I recently bought an import glass scale DRO set for my PM-25MV.  I'll try to remember to post some pictures as I proceed.  I'll start with the X axis, I plan to mount it to the front of the table.  For the Y axis, I'll be doing something very similar to what brav65 did.  I'll cross the Z axis bridge when I get there. 

My plan for the X axis is to mount the scale using the front T-slot.  It lines up in a good position, so no trouble there.  The plan is to clamp some 123 blocks to the table surface, use the aluminum guard as a spacer, and some clamps to pull the scale up tight to the blocks.  That should put the surface of the guard perfectly aligned with the top of the table.  I'll screw the guard down to the scale ends using some button head screws.  They'll stick up a little, but only one at each end.

I tried to find a good way to attach the read head using existing holes, but I didn't find a layout that I liked.  My next thought is to drill into the saddle and screw the read head directly to it.  The head has a pair of M5 threaded through holes facing the right direction.  An M4 screw will slip right through, so I bought some M4 screws and tap.

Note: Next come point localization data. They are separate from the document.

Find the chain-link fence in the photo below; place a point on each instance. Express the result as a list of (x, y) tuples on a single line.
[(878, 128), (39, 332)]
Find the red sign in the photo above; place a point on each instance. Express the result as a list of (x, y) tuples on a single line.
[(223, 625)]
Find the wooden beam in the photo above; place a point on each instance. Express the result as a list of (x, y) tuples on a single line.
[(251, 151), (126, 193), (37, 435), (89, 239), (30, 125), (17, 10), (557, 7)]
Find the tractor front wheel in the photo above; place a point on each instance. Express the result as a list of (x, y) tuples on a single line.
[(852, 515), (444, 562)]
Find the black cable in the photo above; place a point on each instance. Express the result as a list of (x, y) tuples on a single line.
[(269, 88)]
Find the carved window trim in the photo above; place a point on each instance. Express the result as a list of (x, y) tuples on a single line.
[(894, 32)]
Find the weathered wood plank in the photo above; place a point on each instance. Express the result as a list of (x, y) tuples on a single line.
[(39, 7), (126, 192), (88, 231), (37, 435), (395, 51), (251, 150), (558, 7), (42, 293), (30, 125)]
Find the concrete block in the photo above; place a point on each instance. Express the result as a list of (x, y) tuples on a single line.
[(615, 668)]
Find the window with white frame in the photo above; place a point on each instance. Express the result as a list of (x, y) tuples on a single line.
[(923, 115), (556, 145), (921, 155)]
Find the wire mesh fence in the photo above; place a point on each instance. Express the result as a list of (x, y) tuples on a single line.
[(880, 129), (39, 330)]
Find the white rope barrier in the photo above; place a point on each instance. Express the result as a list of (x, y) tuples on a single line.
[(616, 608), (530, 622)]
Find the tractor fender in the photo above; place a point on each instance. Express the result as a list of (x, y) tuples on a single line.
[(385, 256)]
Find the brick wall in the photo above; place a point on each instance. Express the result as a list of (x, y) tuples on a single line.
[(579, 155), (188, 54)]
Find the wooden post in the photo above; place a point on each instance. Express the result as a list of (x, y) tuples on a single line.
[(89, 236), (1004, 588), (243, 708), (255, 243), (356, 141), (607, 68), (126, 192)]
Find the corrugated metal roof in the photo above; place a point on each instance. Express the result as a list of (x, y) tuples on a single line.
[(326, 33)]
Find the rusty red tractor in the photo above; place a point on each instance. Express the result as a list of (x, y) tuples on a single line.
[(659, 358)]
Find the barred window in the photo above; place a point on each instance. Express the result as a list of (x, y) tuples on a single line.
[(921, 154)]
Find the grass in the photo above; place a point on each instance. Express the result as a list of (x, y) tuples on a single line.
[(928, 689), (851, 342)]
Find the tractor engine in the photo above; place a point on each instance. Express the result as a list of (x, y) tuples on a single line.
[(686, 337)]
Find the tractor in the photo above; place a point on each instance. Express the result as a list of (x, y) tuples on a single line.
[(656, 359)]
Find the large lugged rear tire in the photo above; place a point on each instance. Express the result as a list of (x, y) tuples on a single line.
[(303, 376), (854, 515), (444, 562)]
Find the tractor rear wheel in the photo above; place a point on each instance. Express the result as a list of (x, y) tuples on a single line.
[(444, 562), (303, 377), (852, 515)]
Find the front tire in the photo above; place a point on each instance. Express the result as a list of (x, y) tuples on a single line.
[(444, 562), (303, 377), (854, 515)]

I won't lie - I'm afraid of drilling into my machine and breaking off a tap.  I've tapped a few things, and I've broken a few taps, so I don't have the best track record.  Would I be better off drilling out those M5 threads to a clearance hole and using a larger screw and tap, which would hopefully be more robust?

Questions:
1) Does the mounting plan for the X axis seem reasonable?  Any problems that I'm not seeing?
2) What do you think about the screw and tap size?
3) Any tips on drilling and tapping into the machine?  I would be mightily disappointed if I screwed it up.  It would be repairable, but I'd still be ****** at myself.

Many thank!

Paul


----------



## markba633csi (Jun 13, 2016)

Why can't you just use the M5 threaded holes as is? Get some M5 screws and done.  
Right? 
Mark S.


----------